De eisen die worden gesteld aan moderne malmaterialen zijn hoog voor bijna netvormige gietprocessen die de afgelopen jaren zijn ontwikkeld. Hier worden zeer hoge gietsnelheden bereikt en moet een veel groter aandeel van het vloeibare staal stollen om een ​​voldoende stabiele strengmantel te vormen. De resulterende extreme temperaturen vereisen dat mallen een hogere sterkte hebben. Tegelijkertijd kan er een hoge thermische wisselspanning optreden, bijvoorbeeld op gietwalsen. Aan deze grote verscheidenheid aan eisen die aan de matrijs worden gesteld, moet worden voldaan door hoogontwikkelde materialen en systeemexpertise.
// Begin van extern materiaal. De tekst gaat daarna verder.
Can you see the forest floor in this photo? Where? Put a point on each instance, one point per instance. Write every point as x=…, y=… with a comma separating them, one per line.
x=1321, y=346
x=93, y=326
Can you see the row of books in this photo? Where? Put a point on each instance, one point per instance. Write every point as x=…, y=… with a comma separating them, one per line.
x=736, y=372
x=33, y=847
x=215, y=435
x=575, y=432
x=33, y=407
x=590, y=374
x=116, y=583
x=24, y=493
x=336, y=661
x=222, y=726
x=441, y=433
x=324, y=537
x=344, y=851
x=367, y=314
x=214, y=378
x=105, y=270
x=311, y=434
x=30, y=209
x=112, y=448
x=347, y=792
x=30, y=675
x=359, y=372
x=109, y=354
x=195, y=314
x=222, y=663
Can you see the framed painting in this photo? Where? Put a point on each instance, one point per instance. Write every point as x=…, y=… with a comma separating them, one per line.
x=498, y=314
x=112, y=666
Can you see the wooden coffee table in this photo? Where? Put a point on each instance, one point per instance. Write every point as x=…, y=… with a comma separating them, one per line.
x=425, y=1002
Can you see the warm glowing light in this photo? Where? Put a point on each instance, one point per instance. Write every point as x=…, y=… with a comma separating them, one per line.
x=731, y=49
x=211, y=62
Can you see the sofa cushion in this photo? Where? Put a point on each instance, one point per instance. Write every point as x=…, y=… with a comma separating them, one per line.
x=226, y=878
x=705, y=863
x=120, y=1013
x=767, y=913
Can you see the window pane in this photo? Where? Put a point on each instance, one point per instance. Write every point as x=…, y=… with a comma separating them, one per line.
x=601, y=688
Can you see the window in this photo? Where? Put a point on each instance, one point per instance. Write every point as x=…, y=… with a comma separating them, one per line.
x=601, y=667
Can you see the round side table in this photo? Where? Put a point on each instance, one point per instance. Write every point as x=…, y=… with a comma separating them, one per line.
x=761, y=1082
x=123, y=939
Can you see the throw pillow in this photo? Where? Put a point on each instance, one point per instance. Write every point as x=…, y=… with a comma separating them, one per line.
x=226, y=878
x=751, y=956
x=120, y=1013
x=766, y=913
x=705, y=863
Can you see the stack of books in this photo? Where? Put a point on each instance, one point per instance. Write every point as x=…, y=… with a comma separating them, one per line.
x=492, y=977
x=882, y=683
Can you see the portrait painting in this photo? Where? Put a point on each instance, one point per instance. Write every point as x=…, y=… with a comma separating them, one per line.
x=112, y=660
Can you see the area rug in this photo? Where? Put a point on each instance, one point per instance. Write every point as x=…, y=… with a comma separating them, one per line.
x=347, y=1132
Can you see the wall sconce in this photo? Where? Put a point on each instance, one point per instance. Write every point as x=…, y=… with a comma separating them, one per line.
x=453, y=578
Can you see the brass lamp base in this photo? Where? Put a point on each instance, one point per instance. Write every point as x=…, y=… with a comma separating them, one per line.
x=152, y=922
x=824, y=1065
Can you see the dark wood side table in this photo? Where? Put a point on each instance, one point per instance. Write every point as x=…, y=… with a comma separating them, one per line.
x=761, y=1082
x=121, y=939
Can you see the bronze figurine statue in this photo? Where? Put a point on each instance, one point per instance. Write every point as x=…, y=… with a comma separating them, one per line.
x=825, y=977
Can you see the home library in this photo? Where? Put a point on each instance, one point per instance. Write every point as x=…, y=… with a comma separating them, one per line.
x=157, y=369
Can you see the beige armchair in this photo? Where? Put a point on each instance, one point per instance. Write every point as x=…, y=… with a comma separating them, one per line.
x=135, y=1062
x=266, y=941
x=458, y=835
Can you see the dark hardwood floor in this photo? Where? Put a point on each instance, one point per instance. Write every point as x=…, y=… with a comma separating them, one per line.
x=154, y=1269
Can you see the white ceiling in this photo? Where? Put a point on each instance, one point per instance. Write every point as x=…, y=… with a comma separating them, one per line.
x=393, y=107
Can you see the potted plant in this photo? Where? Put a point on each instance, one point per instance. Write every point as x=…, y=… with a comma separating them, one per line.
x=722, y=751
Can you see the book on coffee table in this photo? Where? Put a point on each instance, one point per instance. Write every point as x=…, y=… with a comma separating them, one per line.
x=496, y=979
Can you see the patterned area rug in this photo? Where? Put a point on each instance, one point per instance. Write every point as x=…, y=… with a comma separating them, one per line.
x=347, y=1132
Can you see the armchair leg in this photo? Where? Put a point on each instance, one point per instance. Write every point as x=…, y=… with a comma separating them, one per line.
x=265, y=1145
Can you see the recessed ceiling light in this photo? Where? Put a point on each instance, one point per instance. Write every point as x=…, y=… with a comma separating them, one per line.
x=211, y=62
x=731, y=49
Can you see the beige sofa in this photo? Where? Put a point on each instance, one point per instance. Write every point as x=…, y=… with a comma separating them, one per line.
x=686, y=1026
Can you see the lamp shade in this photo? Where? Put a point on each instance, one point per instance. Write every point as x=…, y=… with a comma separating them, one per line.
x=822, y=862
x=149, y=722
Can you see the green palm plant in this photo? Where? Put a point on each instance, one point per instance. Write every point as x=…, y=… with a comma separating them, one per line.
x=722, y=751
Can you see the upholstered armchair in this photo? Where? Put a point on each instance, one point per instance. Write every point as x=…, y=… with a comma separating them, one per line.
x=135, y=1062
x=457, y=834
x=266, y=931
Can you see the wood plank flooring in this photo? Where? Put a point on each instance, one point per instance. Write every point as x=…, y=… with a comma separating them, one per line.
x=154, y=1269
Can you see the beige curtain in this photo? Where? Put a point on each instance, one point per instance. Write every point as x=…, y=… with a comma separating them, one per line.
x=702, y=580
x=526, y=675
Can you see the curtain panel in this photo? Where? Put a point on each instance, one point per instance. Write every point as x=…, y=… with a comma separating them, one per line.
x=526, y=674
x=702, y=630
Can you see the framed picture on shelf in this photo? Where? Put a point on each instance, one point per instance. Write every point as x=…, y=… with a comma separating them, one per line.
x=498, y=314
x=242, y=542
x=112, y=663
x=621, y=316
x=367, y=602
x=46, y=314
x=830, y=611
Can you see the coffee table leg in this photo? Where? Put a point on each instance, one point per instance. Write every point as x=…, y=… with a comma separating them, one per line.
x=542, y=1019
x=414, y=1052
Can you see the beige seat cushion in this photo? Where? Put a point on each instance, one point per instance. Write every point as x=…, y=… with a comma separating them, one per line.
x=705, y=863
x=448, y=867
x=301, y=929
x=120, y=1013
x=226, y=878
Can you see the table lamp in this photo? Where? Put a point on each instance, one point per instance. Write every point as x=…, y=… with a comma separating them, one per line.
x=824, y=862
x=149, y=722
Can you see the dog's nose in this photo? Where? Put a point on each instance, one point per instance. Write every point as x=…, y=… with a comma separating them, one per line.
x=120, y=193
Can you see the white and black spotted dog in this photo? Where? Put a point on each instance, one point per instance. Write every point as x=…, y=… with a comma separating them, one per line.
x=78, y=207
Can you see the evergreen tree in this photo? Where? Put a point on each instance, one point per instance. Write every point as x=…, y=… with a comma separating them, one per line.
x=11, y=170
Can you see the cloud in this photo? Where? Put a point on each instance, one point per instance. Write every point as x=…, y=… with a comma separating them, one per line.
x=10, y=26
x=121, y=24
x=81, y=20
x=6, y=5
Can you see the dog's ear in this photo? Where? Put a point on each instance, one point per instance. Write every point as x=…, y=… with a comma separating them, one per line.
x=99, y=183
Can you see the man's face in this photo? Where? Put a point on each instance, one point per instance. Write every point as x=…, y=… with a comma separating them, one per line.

De doorstroomde watergekoelde koperen mal is het belangrijkste element van de continugietmachine. Speciale aandacht moet worden besteed aan problemen die verband houden met het ontwerp en de materiaalvereisten voor de matrijzen. Er zijn een aantal verschillende ontwerpen gebruikt, waaronder dunwandige buisvormige mallen, massieve mallen en mallen gemaakt van plaat. Van plaatmallen is gevonden dat ze een goede levensduur van de mal bieden en de noodzaak vermijden om mallen te maken van massieve koperen blokken.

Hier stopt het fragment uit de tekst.